In Stein's Complex Analysis, he presents the following statement and proof of Casorati-Weierstrass:
Suppose $f$ is holomorphic in the punctured disc $D_r(z_0) - \{z_0\}$ and has an essential singularity at $z_0$. Then, the image of $d_r(z_0) - \{z_0\}$ under $f$ is dense in the complex plane.
Proof:
We argue by contradiction. Assume that the range of $f$ is not dense, so that there exists $w \in \mathbb{C}$ and $\delta > 0$ such that
$$|f(z) - w| > \delta$$
for all $z \in D_r(z_0) - \{z_0\}$. We may therefore define a new function on $D_r(z_0) - \{z_0\}$ by
$$g(z) = \frac{1}{f(z) - w}$$
which is holomorphic on the punctured disc and bounded by $1/\delta$. Hence, $g$ has a removable singularity at $z_0$.
Statement 1: If $g(z_0) \neq 0$, then $f(z) - w$ is holomorphic at $z_0$, which contradicts the assumption that $z_0$ is an essential singularity.
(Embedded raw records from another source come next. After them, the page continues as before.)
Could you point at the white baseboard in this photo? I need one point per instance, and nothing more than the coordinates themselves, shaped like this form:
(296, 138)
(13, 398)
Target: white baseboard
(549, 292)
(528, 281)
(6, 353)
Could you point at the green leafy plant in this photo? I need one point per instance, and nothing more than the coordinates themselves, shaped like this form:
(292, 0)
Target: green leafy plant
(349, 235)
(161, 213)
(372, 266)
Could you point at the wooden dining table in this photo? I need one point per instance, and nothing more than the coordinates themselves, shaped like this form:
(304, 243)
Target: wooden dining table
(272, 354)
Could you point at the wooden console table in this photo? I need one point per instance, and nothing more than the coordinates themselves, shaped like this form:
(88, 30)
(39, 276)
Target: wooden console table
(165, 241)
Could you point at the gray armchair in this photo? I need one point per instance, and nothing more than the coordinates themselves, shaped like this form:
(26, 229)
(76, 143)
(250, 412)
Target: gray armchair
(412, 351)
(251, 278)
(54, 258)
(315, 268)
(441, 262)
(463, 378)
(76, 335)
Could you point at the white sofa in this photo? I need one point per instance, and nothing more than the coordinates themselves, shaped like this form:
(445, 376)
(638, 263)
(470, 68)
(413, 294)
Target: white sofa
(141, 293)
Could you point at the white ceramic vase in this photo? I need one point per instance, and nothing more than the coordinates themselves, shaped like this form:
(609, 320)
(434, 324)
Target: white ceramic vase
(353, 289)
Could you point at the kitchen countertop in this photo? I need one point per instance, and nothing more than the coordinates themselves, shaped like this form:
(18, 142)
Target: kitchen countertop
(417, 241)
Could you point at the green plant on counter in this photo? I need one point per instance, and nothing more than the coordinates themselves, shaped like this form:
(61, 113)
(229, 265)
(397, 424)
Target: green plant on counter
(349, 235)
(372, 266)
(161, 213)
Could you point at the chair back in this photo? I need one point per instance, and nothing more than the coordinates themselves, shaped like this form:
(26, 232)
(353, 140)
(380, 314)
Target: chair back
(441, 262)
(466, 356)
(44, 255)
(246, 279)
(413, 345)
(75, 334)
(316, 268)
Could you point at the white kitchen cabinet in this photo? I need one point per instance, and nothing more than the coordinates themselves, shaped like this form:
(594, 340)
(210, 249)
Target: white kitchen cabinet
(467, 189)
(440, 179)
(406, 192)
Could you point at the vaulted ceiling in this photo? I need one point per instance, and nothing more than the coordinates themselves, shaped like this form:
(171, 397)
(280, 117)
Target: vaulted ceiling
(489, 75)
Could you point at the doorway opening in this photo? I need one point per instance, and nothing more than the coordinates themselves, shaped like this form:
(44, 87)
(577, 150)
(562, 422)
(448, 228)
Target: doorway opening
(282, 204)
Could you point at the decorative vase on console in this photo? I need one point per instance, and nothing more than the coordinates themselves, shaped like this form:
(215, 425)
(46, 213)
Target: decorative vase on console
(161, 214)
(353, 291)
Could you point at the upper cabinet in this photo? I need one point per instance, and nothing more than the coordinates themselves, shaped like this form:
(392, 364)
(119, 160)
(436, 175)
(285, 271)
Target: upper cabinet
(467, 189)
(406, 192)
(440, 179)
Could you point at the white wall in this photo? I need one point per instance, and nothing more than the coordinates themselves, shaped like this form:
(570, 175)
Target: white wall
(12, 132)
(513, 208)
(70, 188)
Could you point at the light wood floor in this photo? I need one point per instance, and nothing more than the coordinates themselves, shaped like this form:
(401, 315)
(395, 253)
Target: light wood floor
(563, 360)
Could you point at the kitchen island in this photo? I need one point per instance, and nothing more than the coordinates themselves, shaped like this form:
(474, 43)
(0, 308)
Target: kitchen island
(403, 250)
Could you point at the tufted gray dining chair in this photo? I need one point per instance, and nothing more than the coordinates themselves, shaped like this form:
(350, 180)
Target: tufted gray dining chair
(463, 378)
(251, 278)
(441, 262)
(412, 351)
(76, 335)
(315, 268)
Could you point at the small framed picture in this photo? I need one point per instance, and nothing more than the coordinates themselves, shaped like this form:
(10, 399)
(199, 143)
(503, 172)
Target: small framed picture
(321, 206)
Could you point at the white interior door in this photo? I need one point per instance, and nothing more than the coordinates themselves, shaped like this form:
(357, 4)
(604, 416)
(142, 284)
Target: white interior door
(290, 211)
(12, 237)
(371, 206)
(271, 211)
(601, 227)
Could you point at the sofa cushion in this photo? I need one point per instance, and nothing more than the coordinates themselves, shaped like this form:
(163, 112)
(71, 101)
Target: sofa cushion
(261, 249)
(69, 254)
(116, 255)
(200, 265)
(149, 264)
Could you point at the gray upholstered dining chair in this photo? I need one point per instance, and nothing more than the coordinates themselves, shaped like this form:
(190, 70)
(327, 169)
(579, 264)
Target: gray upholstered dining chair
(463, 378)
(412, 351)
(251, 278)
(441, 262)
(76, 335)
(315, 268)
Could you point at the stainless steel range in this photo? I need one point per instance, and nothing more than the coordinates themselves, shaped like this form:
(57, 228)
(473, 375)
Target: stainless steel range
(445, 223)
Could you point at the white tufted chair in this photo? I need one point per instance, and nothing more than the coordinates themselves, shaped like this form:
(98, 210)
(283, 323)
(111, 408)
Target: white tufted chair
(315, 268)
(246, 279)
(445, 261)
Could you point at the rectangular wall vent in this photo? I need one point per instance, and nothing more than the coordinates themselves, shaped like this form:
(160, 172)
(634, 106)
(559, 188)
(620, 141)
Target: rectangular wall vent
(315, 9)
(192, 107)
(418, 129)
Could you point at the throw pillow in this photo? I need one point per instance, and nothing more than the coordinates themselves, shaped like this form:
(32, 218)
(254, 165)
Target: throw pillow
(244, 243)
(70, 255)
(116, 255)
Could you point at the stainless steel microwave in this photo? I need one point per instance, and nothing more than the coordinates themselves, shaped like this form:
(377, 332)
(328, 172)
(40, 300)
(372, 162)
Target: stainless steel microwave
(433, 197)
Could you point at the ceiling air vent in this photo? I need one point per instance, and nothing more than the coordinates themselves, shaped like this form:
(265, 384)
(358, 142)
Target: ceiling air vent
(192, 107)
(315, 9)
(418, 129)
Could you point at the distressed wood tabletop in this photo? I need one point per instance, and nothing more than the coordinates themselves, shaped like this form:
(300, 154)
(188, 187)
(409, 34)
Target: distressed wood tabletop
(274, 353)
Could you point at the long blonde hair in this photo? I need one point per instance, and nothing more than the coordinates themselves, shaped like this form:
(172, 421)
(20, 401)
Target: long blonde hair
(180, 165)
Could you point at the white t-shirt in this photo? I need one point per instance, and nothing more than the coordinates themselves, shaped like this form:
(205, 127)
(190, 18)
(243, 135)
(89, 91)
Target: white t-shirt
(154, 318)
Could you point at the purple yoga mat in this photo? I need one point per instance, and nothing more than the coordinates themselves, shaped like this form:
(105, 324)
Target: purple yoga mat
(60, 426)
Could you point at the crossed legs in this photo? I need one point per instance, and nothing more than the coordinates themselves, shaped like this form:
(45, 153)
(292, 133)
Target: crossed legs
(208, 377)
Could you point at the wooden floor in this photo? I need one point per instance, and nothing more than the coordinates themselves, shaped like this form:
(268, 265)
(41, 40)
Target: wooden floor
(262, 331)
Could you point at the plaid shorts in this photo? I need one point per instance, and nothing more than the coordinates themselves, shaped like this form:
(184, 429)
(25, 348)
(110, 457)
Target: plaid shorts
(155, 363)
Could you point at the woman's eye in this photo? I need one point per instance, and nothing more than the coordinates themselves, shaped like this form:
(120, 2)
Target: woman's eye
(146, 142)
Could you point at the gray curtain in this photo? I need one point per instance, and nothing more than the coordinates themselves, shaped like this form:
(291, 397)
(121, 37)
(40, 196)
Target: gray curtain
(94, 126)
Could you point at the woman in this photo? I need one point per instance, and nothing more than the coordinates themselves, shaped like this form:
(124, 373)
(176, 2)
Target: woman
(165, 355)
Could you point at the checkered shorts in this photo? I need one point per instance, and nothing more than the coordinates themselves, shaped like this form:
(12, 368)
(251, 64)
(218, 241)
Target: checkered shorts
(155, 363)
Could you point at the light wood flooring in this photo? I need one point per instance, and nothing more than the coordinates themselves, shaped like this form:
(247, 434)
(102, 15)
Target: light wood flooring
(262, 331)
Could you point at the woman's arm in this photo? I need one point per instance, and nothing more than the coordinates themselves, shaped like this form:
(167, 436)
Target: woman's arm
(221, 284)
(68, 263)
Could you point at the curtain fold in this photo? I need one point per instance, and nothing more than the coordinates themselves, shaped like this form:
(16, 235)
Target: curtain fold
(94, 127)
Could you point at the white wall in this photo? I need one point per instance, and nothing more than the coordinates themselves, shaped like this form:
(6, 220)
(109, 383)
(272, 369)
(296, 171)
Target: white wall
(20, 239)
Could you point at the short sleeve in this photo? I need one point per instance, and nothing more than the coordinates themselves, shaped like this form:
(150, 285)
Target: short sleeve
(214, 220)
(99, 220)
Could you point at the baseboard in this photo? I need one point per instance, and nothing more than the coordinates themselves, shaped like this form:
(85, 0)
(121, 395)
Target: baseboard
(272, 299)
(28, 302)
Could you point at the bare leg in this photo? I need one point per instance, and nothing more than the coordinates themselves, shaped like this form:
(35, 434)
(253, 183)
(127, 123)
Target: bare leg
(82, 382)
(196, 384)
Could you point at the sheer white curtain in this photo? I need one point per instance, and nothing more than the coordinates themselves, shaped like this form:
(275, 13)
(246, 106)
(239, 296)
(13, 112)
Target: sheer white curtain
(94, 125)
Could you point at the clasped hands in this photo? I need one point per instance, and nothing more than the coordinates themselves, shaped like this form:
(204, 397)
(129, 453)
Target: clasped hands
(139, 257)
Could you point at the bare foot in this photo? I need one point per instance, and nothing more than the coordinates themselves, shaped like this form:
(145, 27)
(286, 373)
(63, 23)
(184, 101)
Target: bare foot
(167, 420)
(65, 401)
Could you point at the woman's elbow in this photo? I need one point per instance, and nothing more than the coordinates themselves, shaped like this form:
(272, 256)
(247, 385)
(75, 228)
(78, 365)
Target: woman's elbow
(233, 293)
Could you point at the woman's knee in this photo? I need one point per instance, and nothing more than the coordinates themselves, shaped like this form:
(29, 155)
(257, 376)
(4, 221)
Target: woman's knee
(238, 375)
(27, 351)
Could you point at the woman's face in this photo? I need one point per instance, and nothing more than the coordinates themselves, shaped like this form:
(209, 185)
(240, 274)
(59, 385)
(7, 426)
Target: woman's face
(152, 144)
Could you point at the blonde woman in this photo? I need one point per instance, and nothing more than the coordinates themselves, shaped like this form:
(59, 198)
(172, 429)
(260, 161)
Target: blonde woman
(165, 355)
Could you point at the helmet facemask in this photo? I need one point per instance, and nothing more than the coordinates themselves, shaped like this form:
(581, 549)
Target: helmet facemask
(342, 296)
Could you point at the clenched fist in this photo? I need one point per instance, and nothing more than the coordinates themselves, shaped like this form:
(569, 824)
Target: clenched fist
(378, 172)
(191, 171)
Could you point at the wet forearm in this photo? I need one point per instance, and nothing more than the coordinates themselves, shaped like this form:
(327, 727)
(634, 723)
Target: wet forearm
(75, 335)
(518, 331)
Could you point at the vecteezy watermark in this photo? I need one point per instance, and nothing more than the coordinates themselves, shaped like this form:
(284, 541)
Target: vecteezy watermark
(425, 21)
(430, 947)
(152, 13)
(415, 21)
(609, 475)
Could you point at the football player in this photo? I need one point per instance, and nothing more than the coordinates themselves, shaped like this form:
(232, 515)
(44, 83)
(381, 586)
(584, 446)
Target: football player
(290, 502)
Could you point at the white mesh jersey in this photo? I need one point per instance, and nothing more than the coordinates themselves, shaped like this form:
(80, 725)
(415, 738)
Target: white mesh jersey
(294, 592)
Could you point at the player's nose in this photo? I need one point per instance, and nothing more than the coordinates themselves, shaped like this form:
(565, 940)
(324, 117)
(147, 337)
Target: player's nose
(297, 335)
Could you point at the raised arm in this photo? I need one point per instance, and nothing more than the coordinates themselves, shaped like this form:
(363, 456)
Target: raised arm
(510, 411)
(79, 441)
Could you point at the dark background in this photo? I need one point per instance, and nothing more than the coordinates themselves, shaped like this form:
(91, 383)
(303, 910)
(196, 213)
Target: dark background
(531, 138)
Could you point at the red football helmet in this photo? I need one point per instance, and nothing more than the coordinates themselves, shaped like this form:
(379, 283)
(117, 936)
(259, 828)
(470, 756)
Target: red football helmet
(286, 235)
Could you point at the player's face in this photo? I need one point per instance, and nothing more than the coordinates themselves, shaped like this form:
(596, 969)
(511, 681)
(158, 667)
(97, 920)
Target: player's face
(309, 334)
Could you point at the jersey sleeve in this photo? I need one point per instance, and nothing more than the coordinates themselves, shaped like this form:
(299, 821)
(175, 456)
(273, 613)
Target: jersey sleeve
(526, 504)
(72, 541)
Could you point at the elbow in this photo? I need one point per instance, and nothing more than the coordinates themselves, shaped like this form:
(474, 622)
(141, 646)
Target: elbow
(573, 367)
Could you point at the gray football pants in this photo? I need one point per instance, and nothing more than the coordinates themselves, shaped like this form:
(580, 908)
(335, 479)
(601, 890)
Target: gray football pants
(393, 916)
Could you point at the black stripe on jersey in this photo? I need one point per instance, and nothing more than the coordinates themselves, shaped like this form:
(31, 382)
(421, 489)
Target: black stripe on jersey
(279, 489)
Statement 2: In the case that $g(z_0) = 0$, then $f(z) - w$ has a pole at $z_0$ also contradicting the nature of the singularity at $z_0$. The proof is complete.
My Question:
In regards to statement 1, why precisely is this true? I can rewrite $g(z) = \frac{1}{f(z) - w}$ as $f(z) - w = \frac{1}{g(z)}$, and if $g(z_0) \neq 0$, then $f(z_0) - w$ is defined -- does it immediately follow that $f(z_0)$ is holomorphic at $z_0$?